Blender 2.63A does not start in Ubuntu 11.10

Hi!

I installed the Blender 2.63A from the Ubuntu software center sometime ago and it has been working just fine.

Last weekend I was again rendering my project with the Cycles and for some reason this time the Blender crashed to the desktop.

Since that, the Blender does not start, not even after the uninstallation / intalltion routine.

Any ideas, how to fix this problem?

Thank you for your advance.

My old boss always used to say “errors are your friend”. Its true, they can tell you where the program crashed, and to a certain degree what you must do to fix it.

Try running Blender in the terminal. When it crashes what does the terminal say?

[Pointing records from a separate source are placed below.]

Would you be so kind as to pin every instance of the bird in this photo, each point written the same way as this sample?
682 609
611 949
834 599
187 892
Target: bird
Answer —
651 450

For some reason, I’ve never known Blender to work well when installed from the Ubuntu repository. Try Downloading Blender from the official website and unpack it manually to your machine.

@Rocketman… I got a question for yah… I have been using blender on Linux Mint 12 for a little while now… and started having problems with it with the 2.63 builds… Not being that experienced with Linux in general… (been using to run blender for about a year now) I have done as you suggest and dloaded and unpacked blender into a folder under my Home directory… that is … Home/MyProgs/blender-2.63a-linux-glibc27-i686/… and have been getting blender to run just by simply running it from a Desktop Link…

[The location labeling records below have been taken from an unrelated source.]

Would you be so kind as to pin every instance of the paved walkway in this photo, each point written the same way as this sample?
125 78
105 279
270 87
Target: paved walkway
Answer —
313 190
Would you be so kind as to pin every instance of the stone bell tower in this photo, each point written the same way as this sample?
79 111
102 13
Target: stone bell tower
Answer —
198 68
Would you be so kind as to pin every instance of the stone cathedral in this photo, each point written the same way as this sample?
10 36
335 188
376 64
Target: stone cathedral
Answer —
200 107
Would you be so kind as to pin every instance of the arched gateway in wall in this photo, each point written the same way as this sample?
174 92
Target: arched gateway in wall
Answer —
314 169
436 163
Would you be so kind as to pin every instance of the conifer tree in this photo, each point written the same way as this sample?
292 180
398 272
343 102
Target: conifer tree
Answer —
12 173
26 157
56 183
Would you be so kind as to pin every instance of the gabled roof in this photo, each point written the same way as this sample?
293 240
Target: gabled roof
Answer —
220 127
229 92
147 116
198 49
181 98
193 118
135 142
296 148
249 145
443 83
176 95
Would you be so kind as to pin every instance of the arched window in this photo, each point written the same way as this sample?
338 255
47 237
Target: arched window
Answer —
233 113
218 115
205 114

My problem begins when I try to run it in terminal as suggested by greyoxide… I get a “The program ‘blender’ is currently not installed.” message…
So how does one run Blender in Terminal if you have unpacked it manually? or am I missunderstanding how to properly unpack a program in linux?
@greyoxide

You’ve done it right, @norvman. Your installation of Blender will run in the terminal; you just have to enter the full file path of the application.

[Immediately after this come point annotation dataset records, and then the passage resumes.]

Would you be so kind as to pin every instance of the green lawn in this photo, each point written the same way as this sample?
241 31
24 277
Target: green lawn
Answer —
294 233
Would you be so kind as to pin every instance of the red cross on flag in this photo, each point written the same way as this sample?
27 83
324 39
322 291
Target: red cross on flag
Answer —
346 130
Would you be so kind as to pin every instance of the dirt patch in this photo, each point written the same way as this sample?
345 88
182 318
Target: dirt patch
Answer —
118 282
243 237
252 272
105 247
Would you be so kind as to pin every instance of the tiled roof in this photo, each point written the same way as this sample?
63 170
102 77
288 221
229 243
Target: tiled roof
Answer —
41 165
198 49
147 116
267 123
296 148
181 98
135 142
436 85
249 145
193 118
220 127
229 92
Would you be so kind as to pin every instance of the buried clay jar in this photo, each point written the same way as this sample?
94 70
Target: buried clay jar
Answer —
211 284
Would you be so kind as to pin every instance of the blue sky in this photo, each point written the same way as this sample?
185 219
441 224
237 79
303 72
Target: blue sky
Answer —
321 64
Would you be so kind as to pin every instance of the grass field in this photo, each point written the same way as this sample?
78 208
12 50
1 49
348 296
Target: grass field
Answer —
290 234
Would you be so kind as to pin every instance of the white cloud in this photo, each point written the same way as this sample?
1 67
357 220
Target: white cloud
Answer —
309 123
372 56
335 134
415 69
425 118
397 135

You can make the command “blender” work if you create a symbolic link to blender and put it in the folder “/usr/bin/”.

@norvman,

In the terminal use cd to get you into the blender folder, then type ./blender the dot slash is needed to tell the shell “run blender from the current directory;” it took me a while to find out how to run it as coming from windows originally (and dos before that) linux command line runs slightly differently.